The secondary aspect of this change is equally important, and probably had even more influence on the lifestyle of most American workers. Prior to Henry Ford, automobiles were mostly toys for the wealthy. They were a hobby, built by craftsmen who enjoyed the artistry of designing and building a few cars a year, usually against a direct order from the new owner. The teams that built the cars were inventors, mechanics, hobbyists, and other skilled workmen.


What was required for the assembly line was a very different type of worker. The beauty of the assembly line was that it mimicked the product it produced. The products were interchangeable and could fit any machine. The workers, too, were interchangeable.


There is a very telling quote from Henry Ford that has been largely misinterpreted. Ford said, “Why is it every time I ask for a pair of hands, they come with a brain attached?” I have seen this variously quoted as praise of the intelligence of the American worker. In fact, it was a complaint that the workers hired to be interchangeable machines on the assembly line actually had ideas about how that work should be done.


The assembly line was a place for pure efficiency. The less energy people spent on any activity not directly devoted to production, the better. It was, therefore, Ford’s policy to fine anyone on the assembly line for the crime of laughing, talking, or whistling…all of which, Ford believed, diverted energy from production.


The conversion of skilled craftsmen to interchangeable cogs has had an immeasurable impact on the history of work in America for the past hundred years.

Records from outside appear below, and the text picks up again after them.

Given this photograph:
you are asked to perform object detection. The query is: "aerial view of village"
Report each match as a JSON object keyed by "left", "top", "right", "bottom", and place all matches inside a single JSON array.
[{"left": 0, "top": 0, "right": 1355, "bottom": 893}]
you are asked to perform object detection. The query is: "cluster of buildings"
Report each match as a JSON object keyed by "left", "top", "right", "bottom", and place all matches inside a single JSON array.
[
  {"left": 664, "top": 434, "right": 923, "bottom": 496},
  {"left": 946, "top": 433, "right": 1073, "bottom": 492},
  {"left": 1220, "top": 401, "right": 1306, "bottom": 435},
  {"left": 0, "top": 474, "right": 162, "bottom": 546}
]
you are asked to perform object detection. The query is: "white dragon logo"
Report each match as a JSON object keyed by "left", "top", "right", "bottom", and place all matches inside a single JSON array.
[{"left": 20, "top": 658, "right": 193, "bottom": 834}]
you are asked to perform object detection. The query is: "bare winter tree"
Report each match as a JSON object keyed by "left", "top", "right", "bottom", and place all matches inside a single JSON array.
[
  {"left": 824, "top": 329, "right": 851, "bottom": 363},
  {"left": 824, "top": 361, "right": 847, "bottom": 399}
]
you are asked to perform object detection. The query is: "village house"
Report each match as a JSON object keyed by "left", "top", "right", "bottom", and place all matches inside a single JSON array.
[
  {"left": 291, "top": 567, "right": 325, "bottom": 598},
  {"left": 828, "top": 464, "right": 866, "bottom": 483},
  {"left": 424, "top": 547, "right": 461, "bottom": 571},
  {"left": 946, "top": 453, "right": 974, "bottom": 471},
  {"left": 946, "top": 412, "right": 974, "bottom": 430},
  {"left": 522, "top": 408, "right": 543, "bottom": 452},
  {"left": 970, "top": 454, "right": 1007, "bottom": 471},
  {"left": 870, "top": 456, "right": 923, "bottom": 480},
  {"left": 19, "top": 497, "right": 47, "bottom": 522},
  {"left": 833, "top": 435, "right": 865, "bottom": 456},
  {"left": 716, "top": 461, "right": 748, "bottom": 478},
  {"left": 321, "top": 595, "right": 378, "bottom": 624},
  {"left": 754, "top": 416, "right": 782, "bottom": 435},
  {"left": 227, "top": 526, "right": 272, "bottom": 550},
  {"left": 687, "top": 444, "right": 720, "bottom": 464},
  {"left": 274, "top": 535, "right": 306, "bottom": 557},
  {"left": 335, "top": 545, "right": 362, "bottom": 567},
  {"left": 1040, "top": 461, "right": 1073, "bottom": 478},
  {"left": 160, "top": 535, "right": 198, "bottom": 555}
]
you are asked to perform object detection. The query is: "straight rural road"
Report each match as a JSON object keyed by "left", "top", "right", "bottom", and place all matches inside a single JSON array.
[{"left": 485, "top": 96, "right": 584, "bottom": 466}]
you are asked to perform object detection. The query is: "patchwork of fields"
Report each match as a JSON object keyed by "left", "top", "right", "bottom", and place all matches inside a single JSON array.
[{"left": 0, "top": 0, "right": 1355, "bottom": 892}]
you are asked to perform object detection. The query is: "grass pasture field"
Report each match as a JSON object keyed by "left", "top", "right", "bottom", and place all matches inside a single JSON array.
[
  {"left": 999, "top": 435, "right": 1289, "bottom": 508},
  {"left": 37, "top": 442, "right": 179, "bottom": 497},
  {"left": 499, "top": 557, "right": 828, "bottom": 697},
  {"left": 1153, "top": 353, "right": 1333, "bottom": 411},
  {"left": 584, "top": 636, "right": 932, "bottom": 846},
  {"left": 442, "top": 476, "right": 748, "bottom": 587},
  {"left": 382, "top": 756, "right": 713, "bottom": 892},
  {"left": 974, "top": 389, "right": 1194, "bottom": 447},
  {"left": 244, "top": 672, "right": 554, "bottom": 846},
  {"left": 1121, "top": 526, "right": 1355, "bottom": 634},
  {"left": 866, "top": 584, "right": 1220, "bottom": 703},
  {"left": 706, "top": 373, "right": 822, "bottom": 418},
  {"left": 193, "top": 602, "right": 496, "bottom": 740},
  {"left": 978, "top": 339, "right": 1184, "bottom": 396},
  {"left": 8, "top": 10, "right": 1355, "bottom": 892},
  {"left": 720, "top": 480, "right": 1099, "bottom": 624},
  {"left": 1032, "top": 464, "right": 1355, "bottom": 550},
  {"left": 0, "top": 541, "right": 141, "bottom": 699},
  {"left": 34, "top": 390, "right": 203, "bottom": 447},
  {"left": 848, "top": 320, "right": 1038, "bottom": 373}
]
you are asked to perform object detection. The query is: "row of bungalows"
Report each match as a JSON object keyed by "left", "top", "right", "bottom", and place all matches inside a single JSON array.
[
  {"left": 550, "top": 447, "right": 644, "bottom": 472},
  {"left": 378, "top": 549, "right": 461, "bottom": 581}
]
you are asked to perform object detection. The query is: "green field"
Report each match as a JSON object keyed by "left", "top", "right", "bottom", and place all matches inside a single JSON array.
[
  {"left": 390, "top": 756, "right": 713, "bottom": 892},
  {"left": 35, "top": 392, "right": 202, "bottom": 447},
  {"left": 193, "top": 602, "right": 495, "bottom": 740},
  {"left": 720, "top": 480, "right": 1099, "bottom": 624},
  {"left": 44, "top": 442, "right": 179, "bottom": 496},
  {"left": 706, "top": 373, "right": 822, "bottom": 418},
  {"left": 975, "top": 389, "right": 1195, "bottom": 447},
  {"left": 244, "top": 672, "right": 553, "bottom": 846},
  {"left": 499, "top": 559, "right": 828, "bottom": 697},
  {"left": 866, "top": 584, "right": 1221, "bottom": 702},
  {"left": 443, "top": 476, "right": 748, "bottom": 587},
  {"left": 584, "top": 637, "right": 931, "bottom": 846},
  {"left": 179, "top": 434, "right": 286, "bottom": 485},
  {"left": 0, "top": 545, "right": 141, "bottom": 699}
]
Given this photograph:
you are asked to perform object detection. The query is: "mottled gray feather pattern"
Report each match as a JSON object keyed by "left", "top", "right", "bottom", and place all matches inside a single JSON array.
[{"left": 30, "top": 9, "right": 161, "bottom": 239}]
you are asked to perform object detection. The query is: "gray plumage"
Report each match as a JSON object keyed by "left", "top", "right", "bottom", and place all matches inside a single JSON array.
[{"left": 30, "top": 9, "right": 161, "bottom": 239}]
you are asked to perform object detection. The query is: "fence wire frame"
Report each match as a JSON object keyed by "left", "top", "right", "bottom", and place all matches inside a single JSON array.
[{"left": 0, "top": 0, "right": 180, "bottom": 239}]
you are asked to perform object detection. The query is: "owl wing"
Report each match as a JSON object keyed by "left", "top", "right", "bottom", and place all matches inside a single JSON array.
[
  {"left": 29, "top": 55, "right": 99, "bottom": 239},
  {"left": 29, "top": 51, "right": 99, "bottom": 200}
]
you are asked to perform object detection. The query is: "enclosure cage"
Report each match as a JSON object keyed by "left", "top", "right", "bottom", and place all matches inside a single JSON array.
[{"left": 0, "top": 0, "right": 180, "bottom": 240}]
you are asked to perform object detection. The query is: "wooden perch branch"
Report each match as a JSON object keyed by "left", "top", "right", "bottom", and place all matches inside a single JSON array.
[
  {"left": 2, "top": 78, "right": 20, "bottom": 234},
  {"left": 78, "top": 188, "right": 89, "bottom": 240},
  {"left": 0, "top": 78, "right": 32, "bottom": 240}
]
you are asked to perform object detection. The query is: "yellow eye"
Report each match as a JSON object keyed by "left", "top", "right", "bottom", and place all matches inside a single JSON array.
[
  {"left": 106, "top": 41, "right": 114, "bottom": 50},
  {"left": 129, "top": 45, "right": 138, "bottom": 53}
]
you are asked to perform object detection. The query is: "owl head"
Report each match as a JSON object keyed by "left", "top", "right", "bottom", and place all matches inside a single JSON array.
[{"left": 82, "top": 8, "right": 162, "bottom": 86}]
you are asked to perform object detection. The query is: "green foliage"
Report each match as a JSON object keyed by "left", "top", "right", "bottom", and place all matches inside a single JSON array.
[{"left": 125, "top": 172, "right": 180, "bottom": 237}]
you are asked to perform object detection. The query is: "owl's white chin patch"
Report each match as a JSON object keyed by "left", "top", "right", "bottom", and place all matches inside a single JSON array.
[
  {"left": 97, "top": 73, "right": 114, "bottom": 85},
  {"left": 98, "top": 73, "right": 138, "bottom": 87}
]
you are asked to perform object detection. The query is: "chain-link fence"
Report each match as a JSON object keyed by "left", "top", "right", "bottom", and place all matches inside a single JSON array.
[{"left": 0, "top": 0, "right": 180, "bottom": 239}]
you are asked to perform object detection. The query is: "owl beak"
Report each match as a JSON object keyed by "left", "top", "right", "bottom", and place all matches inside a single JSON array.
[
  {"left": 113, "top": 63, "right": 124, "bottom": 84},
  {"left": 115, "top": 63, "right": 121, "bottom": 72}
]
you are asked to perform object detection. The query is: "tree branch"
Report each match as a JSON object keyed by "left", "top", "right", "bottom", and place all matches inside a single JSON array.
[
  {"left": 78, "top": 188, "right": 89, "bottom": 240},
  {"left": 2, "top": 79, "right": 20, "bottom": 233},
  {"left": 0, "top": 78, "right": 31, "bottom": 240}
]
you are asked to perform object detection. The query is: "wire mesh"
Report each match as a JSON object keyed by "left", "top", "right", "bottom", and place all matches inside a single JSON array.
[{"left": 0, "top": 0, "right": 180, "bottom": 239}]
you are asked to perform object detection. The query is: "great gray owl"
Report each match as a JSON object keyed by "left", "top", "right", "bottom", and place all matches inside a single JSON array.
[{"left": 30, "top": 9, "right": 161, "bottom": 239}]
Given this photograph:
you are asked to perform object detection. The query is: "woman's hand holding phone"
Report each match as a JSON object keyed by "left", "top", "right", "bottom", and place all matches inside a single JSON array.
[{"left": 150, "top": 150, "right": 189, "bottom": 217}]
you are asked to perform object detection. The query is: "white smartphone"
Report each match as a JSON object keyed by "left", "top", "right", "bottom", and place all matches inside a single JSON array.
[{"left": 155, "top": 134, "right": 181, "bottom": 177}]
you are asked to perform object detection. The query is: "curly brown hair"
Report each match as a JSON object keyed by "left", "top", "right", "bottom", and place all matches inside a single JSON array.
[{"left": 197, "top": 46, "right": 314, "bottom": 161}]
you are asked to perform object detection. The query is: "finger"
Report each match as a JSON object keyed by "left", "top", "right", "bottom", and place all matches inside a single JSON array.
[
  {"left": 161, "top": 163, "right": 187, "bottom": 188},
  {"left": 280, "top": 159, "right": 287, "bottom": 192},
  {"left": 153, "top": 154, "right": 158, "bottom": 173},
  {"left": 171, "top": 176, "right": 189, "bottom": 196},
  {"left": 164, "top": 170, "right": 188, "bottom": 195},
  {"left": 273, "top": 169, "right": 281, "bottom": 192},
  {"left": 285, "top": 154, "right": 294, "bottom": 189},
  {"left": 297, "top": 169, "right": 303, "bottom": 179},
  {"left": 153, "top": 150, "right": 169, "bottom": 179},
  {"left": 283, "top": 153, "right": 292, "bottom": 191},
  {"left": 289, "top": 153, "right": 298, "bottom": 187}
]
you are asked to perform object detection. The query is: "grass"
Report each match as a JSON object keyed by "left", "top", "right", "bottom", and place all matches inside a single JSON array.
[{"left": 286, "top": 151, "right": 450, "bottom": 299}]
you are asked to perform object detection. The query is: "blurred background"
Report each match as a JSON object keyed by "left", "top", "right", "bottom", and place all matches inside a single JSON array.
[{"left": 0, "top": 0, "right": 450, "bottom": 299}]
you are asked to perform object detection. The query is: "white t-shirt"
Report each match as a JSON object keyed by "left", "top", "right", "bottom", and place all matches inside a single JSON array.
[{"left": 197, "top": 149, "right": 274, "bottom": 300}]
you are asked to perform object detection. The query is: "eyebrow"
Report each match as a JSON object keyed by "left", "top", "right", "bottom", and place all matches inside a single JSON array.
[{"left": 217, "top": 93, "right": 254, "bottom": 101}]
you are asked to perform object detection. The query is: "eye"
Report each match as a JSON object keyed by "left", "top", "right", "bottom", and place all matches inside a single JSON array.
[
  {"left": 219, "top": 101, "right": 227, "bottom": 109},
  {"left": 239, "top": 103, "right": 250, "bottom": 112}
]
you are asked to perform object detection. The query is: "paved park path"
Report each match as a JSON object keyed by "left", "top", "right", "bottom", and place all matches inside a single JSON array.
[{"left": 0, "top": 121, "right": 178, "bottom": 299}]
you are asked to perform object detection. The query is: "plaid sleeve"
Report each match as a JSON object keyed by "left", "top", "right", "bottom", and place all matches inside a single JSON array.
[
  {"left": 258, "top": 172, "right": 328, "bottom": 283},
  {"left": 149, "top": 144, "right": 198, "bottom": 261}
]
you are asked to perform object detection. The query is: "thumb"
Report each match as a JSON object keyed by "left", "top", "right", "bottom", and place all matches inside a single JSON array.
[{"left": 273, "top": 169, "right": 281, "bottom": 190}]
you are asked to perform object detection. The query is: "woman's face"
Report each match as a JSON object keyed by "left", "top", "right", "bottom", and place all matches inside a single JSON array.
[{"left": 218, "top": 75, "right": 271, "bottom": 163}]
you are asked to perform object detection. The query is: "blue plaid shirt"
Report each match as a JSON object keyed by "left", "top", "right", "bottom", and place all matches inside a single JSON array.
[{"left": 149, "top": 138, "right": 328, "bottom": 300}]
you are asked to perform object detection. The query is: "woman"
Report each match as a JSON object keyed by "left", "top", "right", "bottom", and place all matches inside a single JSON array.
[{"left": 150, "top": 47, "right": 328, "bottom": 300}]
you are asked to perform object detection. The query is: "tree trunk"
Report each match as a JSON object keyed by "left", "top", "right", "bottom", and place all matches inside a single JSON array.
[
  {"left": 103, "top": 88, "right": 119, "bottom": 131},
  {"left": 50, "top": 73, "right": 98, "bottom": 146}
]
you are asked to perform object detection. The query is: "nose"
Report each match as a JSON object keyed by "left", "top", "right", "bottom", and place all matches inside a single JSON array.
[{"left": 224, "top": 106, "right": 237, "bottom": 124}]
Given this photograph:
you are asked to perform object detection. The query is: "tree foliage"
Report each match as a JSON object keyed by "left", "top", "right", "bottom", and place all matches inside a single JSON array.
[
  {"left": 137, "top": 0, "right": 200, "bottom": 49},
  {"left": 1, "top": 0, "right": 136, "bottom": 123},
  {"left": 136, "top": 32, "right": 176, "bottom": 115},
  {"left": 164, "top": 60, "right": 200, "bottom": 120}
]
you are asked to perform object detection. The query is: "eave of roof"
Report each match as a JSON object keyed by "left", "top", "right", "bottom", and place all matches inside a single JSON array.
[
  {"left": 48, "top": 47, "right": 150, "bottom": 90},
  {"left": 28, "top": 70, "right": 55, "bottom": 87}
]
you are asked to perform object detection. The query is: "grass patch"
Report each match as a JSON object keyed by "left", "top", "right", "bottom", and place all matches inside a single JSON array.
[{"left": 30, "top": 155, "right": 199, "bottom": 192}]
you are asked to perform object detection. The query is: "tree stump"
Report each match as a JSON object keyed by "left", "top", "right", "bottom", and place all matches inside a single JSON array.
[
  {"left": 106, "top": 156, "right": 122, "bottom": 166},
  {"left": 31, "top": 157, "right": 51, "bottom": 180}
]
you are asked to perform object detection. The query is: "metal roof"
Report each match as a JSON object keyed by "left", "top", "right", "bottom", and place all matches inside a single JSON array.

That, coupled with the huge social displacement of a rural, agrarian population to an urban, industrial workforce had the added effect of further denying the majority of people the opportunity to contribute at their highest level of ability in any job.


Until very recently, Ford’s practices had a stranglehold on the workplace. It is only in the past few years that employers have begun to open their offices, factories, and retail outlets to leverage the creative energy of the people generating the income. The good news is that we have a new tool as powerful as the assembly line that is transforming the workplace back into a creative, productive, and fulfilling place to be for those with the courage to embrace it.


Today, by focusing on the blinding flash of the obvious popularized by Jim Collins in Good to Great, getting the right people in the right seats on the right bus, we have taken the first step. The next step is to recognize what Dan Pink calls Conceptual Workers, and Seth Godin refers to as Linchpins in our organizations. The final step is to create an organizational structure that celebrates the competence and beauty of the minds and hearts of everyone. Rather than follow Ford’s practice of punishing people for showing any lack of focus to the singular task at hand, we create workplaces that encourage us all to be productive because it is enjoyable and rewarding.


I have focused on the impact of the automobile to illustrate a paradigm shift, full of both intended and unintended consequences. I could have used electrification, the steam engine, or the printing press to make the same point. Occasionally, a new tool introduces an energy so powerful that it completely transforms the way we live.


The ubiquity of the internet, collaboration tools, cloud computing, crowd-sourcing, mobility (of people and information), shows us that we can return to the best aspects of work: contribution at our highest level. With these tools, and an intelligent attitude toward a dynamic organizational structure, any CEO can create a workplace that leverages the best of all possible worlds without the burden of imposing his or her own personal prejudices on the rest of the organization.


All that is holding us back is the inertia of rest; the resistance of business owners to create a workplace where we encourage creativity. It should be obvious to everyone that the assembly line is not coming back. The workers who are hired to be human machines have been replaced by actual machines. How will your company find and attract people who are willing to be more than a machine? How will you create an organization that supports that kind of worker? How will you find and develop executives who have the courage to not always have to be in control? These are the challenges we face in this new, exciting, and challenging paradigm.